When you upload a batch of customer feedback to Zointly and see that a feature request has a Demand Score of 8.4, you might wonder: where does that number come from? This post pulls back the curtain on the algorithm — the signals we measure, how we weight them, and why we made those design choices.
Three Signals, One Score
The Demand Score is a composite of three independently calculated signals: Frequency, Urgency, and Sentiment. Each signal is normalized to a 0–10 scale before being combined. The final score is a weighted average, with weights tuned to reflect what actually predicts whether a feature will drive retention.
- Frequency (40%): How many distinct users or data points mention this opportunity? Raw count, de-duplicated by user ID where available.
- Urgency (35%): Does the language signal a blocker, a workaround, or a strong emotional reaction? Phrases like "can't," "broken," "every day," and "losing deals" score high.
- Sentiment (25%): Calibrated negative sentiment — not general negativity, but frustration specifically directed at the missing capability.
Why Frequency Alone Isn't Enough
A naive implementation would just count mentions. But a feature requested 50 times by curious users who already have a workaround is far less critical than one requested 12 times by users who churn because it doesn't exist. Urgency is the signal that separates genuine pain from casual interest.
"The loudest voices aren't always the most important ones. We built the Demand Score to surface the most critical pain — not just the most common mention."
Our Urgency detection is trained on real-world patterns from SaaS support and feedback data. We look for dependency language ("we rely on this for X"), frequency language ("every single time"), and blocker language ("can't proceed without"). Each pattern class has a calibrated weight.
How Sentiment Is Calibrated
General sentiment analysis is prone to false positives in product feedback. A customer saying 'it would be great if you added X' is positive overall — but that doesn't mean the need is low urgency.
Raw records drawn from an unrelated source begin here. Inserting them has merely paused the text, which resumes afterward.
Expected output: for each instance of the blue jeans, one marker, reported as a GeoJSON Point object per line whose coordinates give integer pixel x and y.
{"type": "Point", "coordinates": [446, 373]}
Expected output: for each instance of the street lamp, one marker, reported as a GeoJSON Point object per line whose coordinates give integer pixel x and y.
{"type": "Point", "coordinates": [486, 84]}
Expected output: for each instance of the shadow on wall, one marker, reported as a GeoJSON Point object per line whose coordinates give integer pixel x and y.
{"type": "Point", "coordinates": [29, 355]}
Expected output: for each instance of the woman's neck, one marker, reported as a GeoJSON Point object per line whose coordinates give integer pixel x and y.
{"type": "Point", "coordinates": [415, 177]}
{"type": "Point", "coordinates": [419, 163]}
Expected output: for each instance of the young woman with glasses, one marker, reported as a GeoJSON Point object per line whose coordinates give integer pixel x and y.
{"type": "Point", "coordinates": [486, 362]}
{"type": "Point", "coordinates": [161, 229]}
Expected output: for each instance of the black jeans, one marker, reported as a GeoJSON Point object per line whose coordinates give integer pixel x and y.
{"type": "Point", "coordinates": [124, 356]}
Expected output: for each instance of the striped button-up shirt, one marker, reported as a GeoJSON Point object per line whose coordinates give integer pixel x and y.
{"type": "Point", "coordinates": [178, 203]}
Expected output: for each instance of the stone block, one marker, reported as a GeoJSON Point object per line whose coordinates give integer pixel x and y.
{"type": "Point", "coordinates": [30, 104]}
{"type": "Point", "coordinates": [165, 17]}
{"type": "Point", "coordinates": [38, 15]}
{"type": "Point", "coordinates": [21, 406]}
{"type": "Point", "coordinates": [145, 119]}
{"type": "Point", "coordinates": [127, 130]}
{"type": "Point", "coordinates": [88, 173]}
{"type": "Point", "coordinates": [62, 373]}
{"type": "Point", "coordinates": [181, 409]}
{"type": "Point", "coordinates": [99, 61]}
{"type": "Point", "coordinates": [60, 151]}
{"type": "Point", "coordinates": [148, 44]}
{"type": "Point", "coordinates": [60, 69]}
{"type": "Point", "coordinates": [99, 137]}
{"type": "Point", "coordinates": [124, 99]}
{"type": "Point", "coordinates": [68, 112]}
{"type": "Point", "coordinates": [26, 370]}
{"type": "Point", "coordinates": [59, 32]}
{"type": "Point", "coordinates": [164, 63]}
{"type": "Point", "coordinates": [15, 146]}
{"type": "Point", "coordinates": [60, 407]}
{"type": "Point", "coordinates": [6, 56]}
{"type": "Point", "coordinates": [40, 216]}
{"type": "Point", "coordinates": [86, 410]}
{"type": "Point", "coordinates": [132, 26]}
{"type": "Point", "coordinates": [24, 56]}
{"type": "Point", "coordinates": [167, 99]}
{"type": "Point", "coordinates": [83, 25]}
We specifically model for frustrated-but-constructive sentiment: the emotional register of a user who wants the product to succeed but is being blocked.
Score Normalization Across Datasets
Scores are normalized within each analysis run, not globally. A score of 8.0 means 'this is one of your highest-priority opportunities in this dataset.' It's relative, not absolute — which is why comparing scores across two completely different runs requires caution. If you want to track an opportunity over time, use the Insight Alert system to monitor its score trend.
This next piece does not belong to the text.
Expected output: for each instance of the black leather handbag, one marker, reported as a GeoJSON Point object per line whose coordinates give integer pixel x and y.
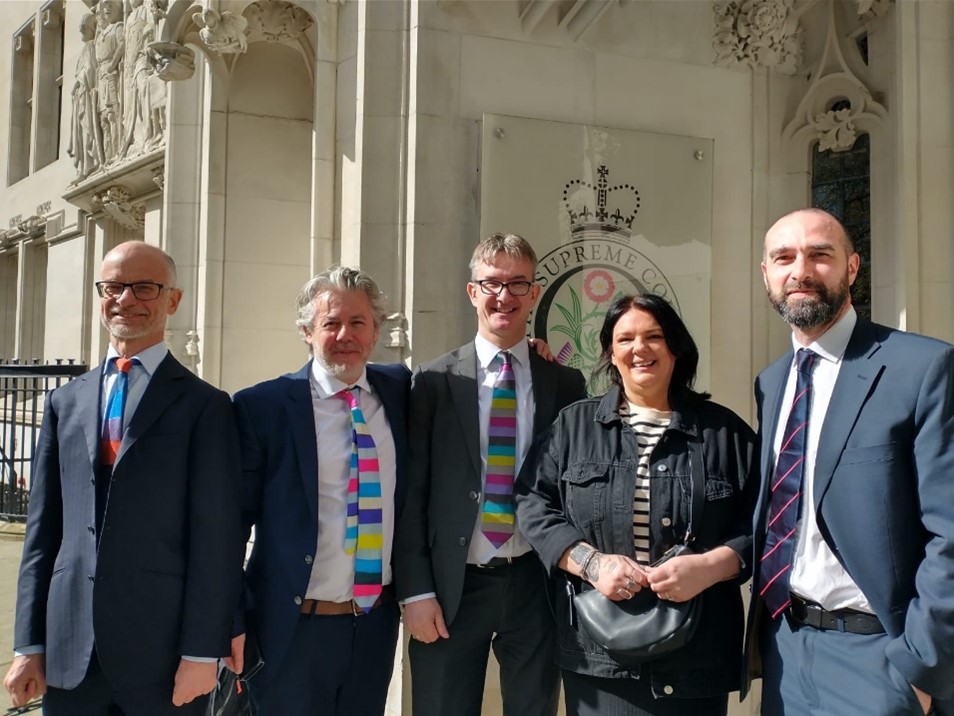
{"type": "Point", "coordinates": [231, 697]}
{"type": "Point", "coordinates": [633, 631]}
Pro tip: Filter your dataset to a single user segment (e.g., churned users, enterprise tier) before running an analysis to get a demand score that's specifically relevant to that cohort.
What a Score of 9+ Means
Scores above 9.0 are rare by design. When you see one, it means the opportunity scores near-maximum on at least two of the three signals simultaneously. In practice, this usually indicates a genuine product gap that's causing measurable pain across a significant portion of your user base. Treat it as a P0 for your next planning cycle.
We'll continue refining the algorithm as we analyze more data across different product categories. If you see a score that surprises you — high or low — the Evidence tab on every report shows you exactly which customer quotes drove that signal. Use it to sanity-check the model against your own product knowledge.